Let's denote the rate at which John, Rick, and Molli can paint the room together as JRM (Group rate). The rate at which John can paint the room alone is J, and the rate at which Rick can paint the room alone is R. We want to find the rate at which Molli can paint the room alone, denoted as M.
The equation comparing the group rate to the sum of the individual rates is:
JRM = J + R + M
b. To find the lowest common denominator for the equation in part a, we need to consider the fractions involved in the rates. Here, all the rates have a denominator of 1 since they represent hours per room. Therefore, the lowest common denominator is also 1.
c. To solve the equation from part a, we can use the given information.
Given:
JRM = J + R + M
JRM = 1/12 + 1/15 + M
To combine the fractions on the right side, we need a common denominator. The common denominator is the lowest common denominator, which is 1.
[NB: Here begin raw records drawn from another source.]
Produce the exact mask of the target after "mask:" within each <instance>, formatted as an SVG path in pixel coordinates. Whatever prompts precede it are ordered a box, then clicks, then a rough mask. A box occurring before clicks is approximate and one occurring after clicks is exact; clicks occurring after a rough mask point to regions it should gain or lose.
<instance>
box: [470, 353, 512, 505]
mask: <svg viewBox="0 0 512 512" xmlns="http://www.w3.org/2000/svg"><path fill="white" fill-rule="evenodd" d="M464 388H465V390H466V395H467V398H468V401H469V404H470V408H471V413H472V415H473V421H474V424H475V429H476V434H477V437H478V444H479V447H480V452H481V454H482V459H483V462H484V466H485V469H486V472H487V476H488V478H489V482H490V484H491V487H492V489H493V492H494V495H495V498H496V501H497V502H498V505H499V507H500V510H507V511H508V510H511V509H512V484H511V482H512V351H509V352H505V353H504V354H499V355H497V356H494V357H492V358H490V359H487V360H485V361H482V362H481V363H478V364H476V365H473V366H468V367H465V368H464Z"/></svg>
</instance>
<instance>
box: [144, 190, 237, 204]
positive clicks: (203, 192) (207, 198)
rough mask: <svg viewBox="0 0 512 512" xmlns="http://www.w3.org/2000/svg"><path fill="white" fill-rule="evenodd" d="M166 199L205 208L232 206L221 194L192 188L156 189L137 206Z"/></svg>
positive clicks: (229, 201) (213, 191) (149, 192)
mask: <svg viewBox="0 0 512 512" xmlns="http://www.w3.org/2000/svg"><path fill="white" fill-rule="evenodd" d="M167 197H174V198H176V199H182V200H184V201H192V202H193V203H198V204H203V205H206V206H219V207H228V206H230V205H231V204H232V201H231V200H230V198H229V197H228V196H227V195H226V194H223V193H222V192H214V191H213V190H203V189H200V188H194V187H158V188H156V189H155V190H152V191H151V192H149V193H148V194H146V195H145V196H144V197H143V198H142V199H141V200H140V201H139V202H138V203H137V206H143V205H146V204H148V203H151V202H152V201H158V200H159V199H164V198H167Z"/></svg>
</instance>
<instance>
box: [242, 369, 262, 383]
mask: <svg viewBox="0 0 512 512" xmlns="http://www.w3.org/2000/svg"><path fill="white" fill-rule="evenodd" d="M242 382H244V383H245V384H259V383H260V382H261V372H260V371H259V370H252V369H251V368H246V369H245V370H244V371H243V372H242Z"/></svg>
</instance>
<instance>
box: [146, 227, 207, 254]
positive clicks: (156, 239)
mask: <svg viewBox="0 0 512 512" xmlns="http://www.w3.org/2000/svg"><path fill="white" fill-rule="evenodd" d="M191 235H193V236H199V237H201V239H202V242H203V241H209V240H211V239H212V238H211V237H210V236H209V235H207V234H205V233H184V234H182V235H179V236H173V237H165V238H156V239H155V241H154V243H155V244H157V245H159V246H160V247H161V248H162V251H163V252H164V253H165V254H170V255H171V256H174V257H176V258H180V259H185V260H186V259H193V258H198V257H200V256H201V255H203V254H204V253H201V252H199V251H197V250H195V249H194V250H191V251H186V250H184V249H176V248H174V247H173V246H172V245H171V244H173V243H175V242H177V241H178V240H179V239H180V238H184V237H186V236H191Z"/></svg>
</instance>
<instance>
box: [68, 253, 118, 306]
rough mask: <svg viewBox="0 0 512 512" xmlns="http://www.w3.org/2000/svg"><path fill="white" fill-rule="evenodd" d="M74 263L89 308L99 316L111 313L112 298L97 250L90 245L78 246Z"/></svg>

JRM = (15/180) + (12/180) + M
JRM = (27/180) + M
Now we can see that JRM is the reciprocal of 6. So, we can rewrite the equation as:
1/6 = (27/180) + M
To solve for M, we need to isolate it. Subtracting (27/180) from both sides, we get:
1/6 - (27/180) = M
Simplifying the left side of the equation:
30/180 - 27/180 = M
3/180 = M
The final step is to simplify the fraction:
M = 1/60
Therefore, it will take Molli 1/60 of an hour to paint the room alone.